A Response rate prediction
A.1 The goal
As of writing this tutorial, we have up to NSHAP wave 3. Using these W2 and W3 databases, we will:
Find what proportion/probability of respondents from wave 2 completes the NSHAP questionnaire or not and
See how well this probability carries over to wave 3 to determine if it is usable for wave 4
The main strength of this prediction technique is that the conditional probabilities can be easily transferred over to different databases (such as the NIH’s) because of its simple approach. Simply put, the question is “given certain characteristics, what is the probability that this person will complete the NSHAP survey?”
A.1.1 Notes
This statistical technique was used by Jin-Kyu Choi/Jack Coghlan for Colm’s research in SAS. The rest of the section will show a reduced version of their work. R script that combines all the code chunks is provided at the end.
A.2 The set up with W2
First, we have to find the conditional probabilities for W2. The wave 2 data is P:\5707\5707B\Administrative\Research Assistant Essentials\NSHAP Stata Training Materials\R tutorial winter 2019\nshap_w3_core.xlsx
(W3 data is the same as before, but this will be covered later). Let’s import that first.

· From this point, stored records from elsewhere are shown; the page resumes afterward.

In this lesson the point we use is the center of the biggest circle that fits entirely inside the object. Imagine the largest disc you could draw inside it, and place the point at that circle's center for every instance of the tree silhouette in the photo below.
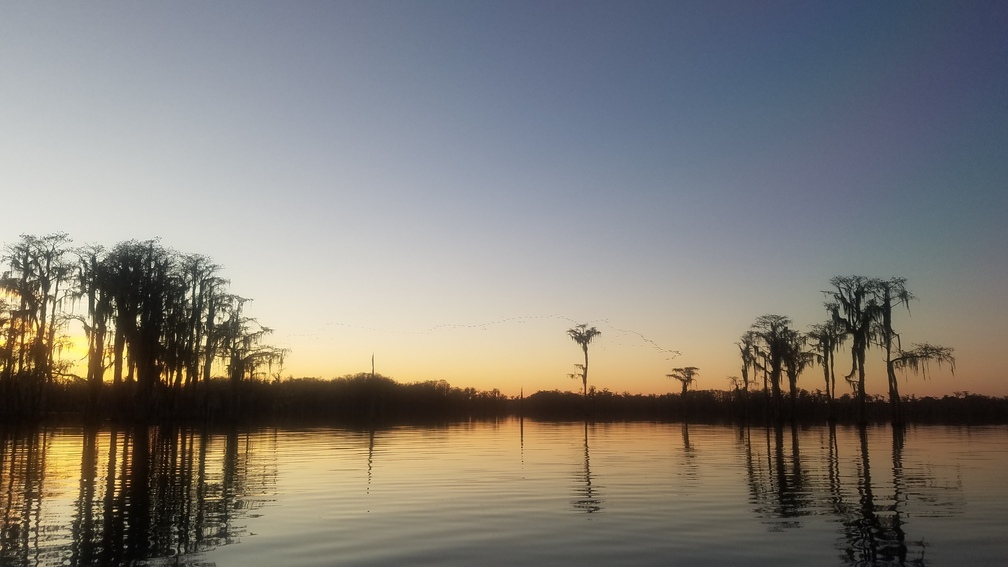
(773, 341)
(890, 293)
(747, 350)
(826, 338)
(584, 335)
(854, 309)
(795, 359)
(686, 376)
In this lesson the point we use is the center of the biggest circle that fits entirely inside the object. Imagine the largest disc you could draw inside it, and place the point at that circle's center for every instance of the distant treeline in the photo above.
(374, 400)
(158, 323)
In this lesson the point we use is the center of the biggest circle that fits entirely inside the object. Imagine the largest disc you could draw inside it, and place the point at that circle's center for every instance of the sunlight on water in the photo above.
(505, 493)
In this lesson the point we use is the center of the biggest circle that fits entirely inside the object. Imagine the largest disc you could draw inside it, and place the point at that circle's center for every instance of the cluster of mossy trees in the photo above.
(159, 320)
(859, 311)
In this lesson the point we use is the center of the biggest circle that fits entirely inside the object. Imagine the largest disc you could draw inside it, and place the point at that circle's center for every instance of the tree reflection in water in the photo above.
(163, 491)
(587, 498)
(871, 521)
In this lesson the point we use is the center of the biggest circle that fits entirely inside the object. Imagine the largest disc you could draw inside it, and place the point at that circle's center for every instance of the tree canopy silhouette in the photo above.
(584, 335)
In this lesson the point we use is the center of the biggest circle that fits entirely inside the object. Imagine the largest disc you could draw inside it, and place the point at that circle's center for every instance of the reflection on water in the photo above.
(140, 492)
(501, 493)
(587, 497)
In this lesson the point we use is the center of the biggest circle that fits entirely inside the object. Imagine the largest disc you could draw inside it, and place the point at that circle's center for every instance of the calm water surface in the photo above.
(505, 493)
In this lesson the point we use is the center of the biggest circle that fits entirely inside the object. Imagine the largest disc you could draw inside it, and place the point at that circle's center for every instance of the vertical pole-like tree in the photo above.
(826, 338)
(854, 308)
(747, 350)
(584, 335)
(686, 376)
(888, 294)
(796, 358)
(92, 284)
(773, 334)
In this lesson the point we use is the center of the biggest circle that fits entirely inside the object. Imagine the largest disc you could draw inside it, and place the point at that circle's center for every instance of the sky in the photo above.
(450, 186)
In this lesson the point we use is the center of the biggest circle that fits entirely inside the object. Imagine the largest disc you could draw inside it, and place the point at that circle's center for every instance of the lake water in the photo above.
(513, 492)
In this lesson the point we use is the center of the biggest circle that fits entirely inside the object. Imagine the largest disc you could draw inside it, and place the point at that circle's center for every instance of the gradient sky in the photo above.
(451, 186)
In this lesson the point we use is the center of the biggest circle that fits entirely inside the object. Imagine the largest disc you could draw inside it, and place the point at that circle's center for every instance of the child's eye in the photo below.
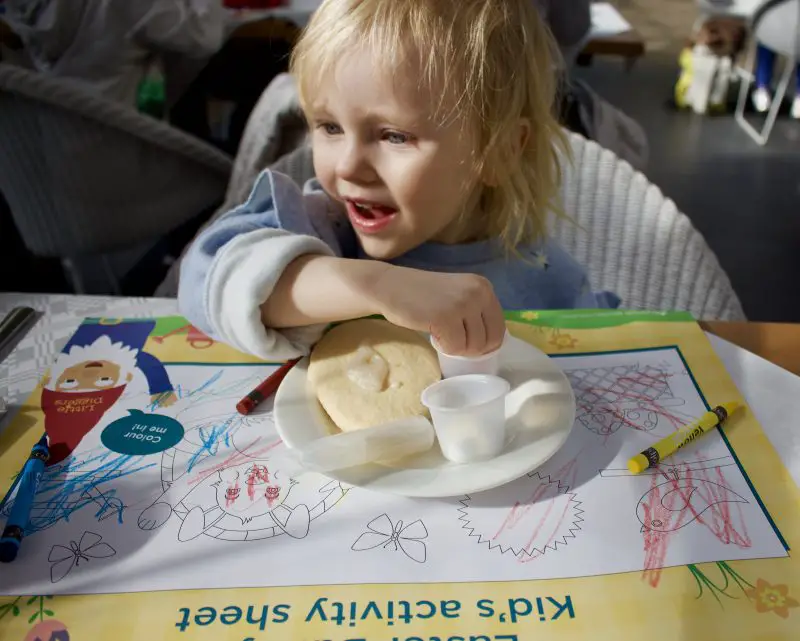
(330, 128)
(397, 138)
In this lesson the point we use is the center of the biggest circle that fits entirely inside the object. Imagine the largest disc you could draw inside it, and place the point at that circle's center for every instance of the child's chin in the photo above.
(381, 249)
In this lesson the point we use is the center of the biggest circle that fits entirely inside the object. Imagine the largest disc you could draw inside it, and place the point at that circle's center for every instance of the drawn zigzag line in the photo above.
(573, 528)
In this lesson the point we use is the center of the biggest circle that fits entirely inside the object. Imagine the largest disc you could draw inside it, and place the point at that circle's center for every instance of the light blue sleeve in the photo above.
(233, 265)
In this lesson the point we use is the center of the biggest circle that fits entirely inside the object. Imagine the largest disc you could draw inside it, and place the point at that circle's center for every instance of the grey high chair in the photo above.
(85, 176)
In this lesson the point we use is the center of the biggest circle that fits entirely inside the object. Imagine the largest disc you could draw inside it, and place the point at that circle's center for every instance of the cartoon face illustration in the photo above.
(252, 489)
(90, 375)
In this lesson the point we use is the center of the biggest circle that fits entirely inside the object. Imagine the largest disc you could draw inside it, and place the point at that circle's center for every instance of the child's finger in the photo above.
(495, 323)
(451, 337)
(475, 339)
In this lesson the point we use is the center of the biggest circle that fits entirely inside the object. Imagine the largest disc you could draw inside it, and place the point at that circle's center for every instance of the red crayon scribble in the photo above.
(256, 475)
(237, 458)
(655, 541)
(232, 493)
(623, 392)
(536, 528)
(272, 493)
(683, 499)
(568, 472)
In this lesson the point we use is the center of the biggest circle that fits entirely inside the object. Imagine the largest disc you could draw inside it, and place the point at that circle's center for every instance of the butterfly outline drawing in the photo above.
(65, 558)
(382, 532)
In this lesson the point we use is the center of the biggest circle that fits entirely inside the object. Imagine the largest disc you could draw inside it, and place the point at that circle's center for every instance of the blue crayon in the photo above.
(21, 510)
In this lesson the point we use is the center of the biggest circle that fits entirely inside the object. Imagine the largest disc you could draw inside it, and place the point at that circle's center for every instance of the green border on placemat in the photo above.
(595, 318)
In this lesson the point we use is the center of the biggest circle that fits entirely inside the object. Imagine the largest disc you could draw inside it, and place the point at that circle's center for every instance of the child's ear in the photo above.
(510, 147)
(524, 127)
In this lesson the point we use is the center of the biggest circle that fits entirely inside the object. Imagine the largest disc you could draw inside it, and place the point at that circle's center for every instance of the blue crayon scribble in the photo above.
(71, 486)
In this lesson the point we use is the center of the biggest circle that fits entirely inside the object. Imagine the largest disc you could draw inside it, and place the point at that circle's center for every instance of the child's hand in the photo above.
(460, 311)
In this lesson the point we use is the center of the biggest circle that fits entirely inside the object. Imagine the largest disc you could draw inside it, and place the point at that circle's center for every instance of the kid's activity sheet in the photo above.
(167, 487)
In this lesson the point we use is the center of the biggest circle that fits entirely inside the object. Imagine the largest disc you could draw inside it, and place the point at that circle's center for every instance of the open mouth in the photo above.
(369, 217)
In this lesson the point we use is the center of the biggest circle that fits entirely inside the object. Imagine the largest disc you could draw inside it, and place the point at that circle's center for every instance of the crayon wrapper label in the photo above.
(652, 456)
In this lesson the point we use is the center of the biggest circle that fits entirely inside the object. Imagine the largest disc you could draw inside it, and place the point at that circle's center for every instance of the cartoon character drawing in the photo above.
(91, 374)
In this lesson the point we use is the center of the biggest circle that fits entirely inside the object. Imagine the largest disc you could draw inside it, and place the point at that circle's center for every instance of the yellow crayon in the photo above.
(672, 443)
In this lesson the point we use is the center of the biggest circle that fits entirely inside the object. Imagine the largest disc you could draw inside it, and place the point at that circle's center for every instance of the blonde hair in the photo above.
(497, 62)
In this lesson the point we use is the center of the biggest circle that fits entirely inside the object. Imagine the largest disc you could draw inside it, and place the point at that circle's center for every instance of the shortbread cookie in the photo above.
(368, 372)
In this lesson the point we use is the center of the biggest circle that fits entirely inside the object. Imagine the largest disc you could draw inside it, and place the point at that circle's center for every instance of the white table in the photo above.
(297, 11)
(732, 8)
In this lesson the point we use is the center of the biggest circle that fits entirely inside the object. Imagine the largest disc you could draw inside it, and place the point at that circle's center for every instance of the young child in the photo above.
(436, 153)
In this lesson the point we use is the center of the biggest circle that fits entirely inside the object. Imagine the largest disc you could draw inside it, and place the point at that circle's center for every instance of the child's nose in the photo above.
(353, 165)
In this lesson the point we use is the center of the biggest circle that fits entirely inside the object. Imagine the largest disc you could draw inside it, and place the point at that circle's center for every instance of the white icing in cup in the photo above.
(469, 416)
(461, 365)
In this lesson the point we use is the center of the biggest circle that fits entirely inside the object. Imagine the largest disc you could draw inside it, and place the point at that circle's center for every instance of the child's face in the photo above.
(402, 177)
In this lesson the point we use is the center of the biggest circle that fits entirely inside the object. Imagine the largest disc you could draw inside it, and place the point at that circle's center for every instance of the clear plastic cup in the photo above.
(469, 416)
(451, 366)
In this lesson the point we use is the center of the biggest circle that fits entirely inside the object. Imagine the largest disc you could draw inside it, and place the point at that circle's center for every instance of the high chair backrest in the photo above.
(635, 241)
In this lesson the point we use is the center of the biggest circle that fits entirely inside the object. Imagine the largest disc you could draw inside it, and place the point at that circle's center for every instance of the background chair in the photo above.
(84, 176)
(776, 25)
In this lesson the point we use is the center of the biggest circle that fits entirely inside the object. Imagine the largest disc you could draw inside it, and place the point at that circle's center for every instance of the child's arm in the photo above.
(232, 266)
(269, 276)
(460, 310)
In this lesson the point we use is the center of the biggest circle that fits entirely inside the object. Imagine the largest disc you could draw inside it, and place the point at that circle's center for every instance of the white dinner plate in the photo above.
(540, 410)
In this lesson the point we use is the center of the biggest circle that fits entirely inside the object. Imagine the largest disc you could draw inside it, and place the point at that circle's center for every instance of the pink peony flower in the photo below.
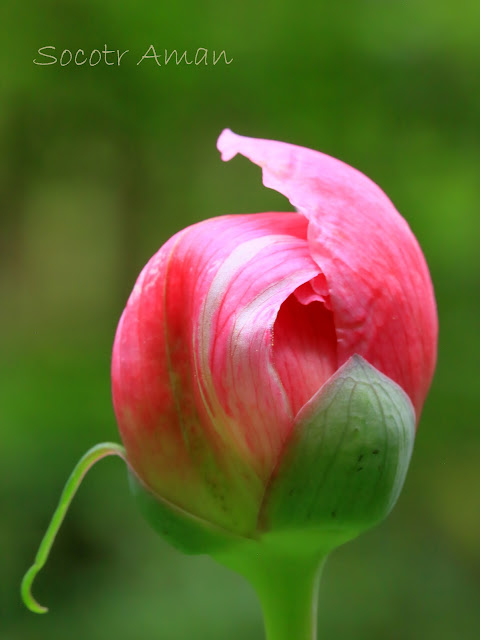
(238, 323)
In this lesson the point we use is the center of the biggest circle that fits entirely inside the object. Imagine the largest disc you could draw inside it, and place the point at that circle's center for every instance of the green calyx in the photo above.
(341, 472)
(346, 461)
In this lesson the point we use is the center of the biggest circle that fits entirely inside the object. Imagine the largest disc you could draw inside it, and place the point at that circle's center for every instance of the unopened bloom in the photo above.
(238, 325)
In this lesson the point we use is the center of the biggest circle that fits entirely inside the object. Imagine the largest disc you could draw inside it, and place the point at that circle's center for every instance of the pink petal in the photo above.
(379, 285)
(201, 407)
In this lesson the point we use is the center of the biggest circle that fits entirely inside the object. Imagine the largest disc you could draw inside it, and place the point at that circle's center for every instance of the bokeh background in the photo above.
(100, 165)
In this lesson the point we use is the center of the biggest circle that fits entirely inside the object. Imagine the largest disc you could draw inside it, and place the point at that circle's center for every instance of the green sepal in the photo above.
(181, 529)
(345, 464)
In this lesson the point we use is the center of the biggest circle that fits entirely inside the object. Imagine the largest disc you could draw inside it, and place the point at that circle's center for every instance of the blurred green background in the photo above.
(100, 165)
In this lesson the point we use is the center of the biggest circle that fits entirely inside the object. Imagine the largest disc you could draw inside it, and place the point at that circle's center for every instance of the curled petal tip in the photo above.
(227, 144)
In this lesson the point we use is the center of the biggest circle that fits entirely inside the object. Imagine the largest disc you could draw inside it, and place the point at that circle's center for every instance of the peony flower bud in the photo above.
(269, 369)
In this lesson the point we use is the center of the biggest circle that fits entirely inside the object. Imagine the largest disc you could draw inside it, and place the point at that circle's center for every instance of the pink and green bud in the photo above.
(269, 369)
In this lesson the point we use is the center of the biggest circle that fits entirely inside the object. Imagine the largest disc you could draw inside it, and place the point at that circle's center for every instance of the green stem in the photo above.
(287, 586)
(288, 594)
(92, 456)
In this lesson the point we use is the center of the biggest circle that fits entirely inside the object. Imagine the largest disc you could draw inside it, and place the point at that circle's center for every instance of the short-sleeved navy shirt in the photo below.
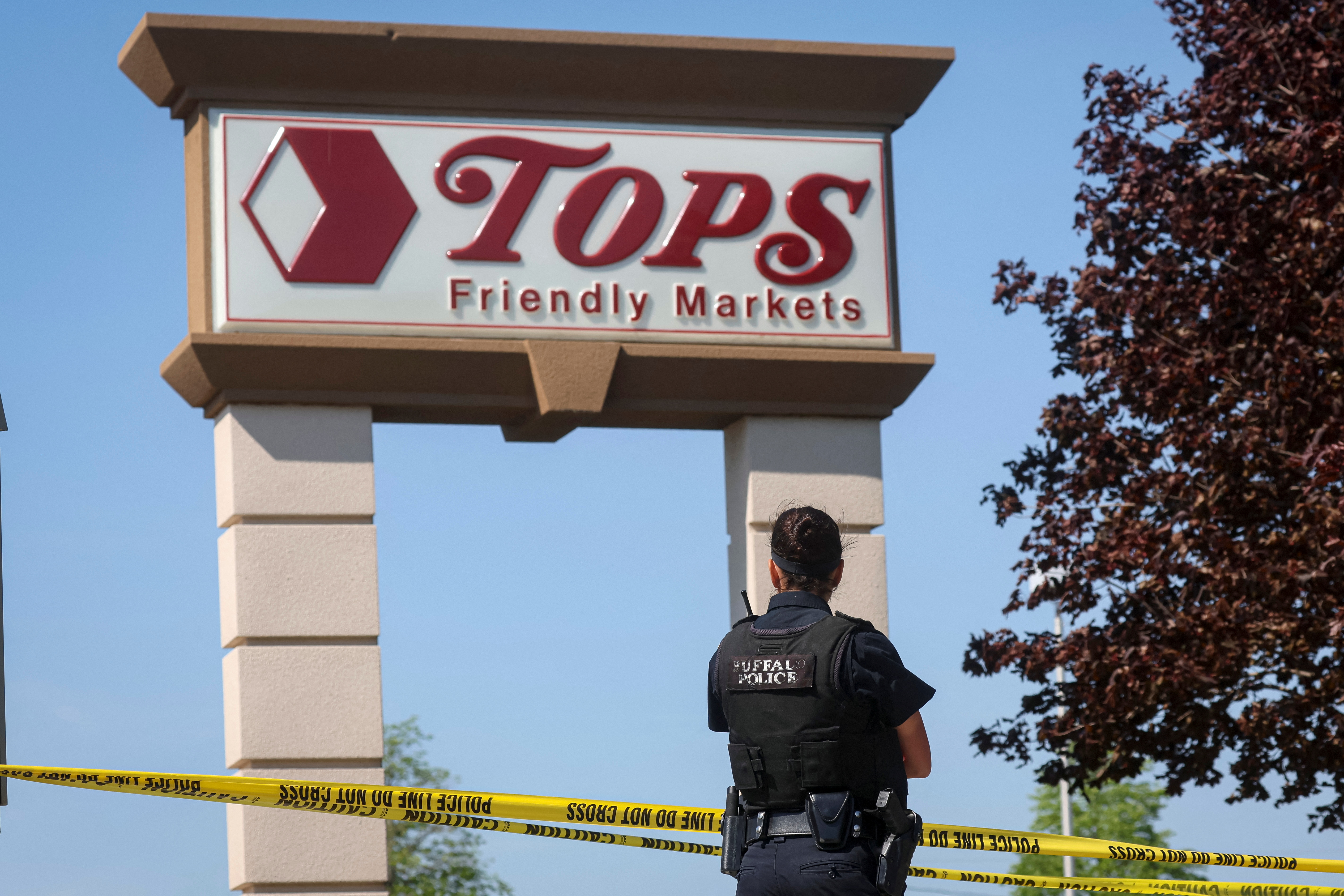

#w2 <- read_excel("P:/5707/5707B/Administrative/Research Assistant Essentials/NSHAP Stata Training Materials/R tutorial winter 2019/nshap_w2_core.xlsx")
w2 %>%
select(su_id, hh_id, fi_id, path, surveytype, category2, ageelig, partner, version2) %>%
head()
## # A tibble: 6 x 9
## su_id hh_id fi_id path surveytype category2 ageelig partner version2
## <chr> <chr> <chr> <chr> <chr> <chr> <chr> <chr> <chr>
## 1 10000~ 10000~ 1805~ 6 W1 NIR partner in~ 1 0 partner
## 2 10000~ 10000~ 4359~ 6 partner partner in~ 1 1 partner
## 3 10000~ 10000~ 6605~ 4 W1 R partner in~ 1 0 partner
## 4 10000~ 10000~ 6605~ 4 partner partner in~ 1 1 partner
## 5 10000~ 10000~ 3958~ 4 W1 R not applic~ 1 0 no part~
## 6 10000~ 10000~ 4153~ 3 W1 R partner in~ 1 0 partner
There are whopping 889 variables! For demonstration purposes, let’s reduce it down to gender
and race
for personal characteristics. As for defining what constitutes as “completing the questionnaire” in this case, let’s simply define that if we have invalid data for 150 questions or more, it will count as an incomplete; this means that since there are 889 variables, they should have 150 or fewer “not applicable” data points per row. Let’s create a variable to count the number of “not applicable” (not “NA” in R, but as string “not applicable” from the Excel file) for each row first. After that, we can create a binary variable that either meets or does not meet threshold.
w2 <- w2 %>%
mutate_all(as.character)
w2_completes <- w2 %>%
mutate(count_na = rowSums(. == "not applicable")) %>%
# . or the dot works with %>% or the "pipe" to call w2 into the function;
# essentially, it is equivalent to rowSums(w2 == "not applicable").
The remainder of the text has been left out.